Project Details

Description

DESCRIPTION (provided by applicant): MHC class II molecules are loaded with their peptide cargo in endosomal compartments. This process is catalyzed by the class ll-like molecule, HLA-DM (DM; H2-M in mice). HLA-DO (DO; H2-O in mice), an MHC-encoded, class ll-like molecule, associates with DM both during and after transport to endosomal compartments. Intriguingly, unlike all other components of the class II processing pathway, DO expression is restricted to B cells and thymic epithelial cells. It is now clear that DO modifies the peptide loading activity of DM. Less clear is the net effect of DO; DO can promote or inhibit class II peptide loading depending on the experimental system. The restricted expression of DO/H2-O to B cells has led us to hypothesize that H2-O exerts its affects predominantly on antigens (Ags) internalized via the B cell receptor (BCR). Our preliminary data shows that BCR ligation causes rapid dissociation of H2-O from H2-M and, also a dramatic compartmentalization of free H2-M with the internalized BCR. Focusing the critical components of Ag presentation within one compartment clearly suggests a mechanism by which H2-O substantially enhances class II presentation only after the BCR engagement of the BCR with Ag.

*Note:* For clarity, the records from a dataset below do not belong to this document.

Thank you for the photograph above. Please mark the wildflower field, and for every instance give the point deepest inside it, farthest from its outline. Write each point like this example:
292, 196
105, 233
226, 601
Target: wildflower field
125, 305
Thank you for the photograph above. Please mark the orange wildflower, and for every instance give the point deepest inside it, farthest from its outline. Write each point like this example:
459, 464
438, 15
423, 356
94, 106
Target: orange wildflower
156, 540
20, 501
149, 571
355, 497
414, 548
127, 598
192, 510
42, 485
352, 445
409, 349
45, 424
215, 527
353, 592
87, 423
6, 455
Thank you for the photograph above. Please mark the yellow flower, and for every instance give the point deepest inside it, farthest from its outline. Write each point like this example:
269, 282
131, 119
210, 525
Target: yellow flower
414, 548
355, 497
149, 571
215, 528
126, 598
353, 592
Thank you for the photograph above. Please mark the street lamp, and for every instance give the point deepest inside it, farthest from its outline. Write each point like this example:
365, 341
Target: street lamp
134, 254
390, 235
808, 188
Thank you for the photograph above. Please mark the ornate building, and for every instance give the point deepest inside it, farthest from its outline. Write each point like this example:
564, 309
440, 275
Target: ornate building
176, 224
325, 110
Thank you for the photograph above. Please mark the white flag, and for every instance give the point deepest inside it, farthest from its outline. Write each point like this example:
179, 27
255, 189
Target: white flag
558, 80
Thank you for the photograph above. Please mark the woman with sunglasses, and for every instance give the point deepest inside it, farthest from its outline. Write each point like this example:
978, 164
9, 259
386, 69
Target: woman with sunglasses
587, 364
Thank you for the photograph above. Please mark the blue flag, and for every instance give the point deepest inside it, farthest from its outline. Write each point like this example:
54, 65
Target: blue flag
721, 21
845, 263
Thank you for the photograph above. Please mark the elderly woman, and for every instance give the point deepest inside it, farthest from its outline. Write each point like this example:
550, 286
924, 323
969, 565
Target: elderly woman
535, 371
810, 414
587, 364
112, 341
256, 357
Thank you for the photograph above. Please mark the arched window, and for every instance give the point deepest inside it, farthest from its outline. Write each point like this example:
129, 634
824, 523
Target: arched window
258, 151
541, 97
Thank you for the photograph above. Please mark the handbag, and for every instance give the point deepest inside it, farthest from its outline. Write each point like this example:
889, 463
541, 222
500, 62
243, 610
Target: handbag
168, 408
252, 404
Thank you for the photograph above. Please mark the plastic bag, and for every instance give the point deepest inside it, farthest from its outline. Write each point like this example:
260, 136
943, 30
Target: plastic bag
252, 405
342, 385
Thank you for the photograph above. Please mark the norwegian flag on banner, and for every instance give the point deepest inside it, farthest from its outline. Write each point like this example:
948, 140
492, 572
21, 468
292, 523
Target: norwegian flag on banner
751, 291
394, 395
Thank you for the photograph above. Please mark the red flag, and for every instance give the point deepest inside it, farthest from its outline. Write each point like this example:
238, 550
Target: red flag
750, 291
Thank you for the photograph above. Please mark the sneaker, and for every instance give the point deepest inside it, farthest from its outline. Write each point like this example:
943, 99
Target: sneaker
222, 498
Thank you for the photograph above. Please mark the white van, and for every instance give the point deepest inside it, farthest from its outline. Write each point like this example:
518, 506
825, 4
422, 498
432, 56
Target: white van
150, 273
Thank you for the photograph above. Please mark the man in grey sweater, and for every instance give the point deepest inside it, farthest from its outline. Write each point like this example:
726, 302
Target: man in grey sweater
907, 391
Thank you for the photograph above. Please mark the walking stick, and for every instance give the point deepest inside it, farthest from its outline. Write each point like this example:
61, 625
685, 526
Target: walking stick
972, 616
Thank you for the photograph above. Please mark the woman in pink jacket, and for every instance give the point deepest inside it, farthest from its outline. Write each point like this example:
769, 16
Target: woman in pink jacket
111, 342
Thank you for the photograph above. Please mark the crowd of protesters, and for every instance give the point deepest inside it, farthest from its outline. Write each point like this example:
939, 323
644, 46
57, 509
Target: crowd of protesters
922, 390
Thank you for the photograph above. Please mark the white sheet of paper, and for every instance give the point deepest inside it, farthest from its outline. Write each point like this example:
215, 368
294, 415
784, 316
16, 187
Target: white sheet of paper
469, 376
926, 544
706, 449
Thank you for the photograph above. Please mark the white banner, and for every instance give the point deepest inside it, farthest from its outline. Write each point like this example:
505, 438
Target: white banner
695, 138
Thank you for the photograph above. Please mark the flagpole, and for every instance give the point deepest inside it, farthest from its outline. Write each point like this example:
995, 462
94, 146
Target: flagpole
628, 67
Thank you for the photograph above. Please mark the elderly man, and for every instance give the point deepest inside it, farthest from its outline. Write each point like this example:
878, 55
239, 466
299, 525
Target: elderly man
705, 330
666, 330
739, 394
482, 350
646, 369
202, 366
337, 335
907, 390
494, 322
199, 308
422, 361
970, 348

Such an "Ag focusing" mechanism would appear to be critical for T-dependent B cell immune responses, particularly for B cells expressing low affinity BCR. These concepts will be directly examined in this application. In aim 1 we will 1) confirm and extend our studies examining H2-O dissociation from H2-M in BCR-ligated cells; 2) identify the subcellular compartments to which H2-O and H2-M traffic; and 3) examine the impact that H2-O dissociation has on class II presentation. In aim 2, we will determine the role H2-O plays in T cell-dependent immune response in vivo. The effect of H2-O expression on T cell-dependent, antigen specific antibody responses and germinal center formation will be examined. We will also study the impact of H2-O on somatic hypermutation, affinity maturation and B cell positive selection. The proposed studies will elucidate the role of H2-O in the class II antigen-processing pathway in vivo, during immune responses. These studies are relevant for tumor immunity, autoimmunity and vaccine development.Description
StatusFinished
Effective start/end date2/15/051/31/11

Funding

  • National Institutes of Health: $408,665.00
  • National Institutes of Health: $418,500.00
  • National Institutes of Health: $424,620.00
  • National Institutes of Health: $432,844.00
  • National Institutes of Health: $424,620.00

ASJC

  • Medicine(all)
  • Immunology and Microbiology(all)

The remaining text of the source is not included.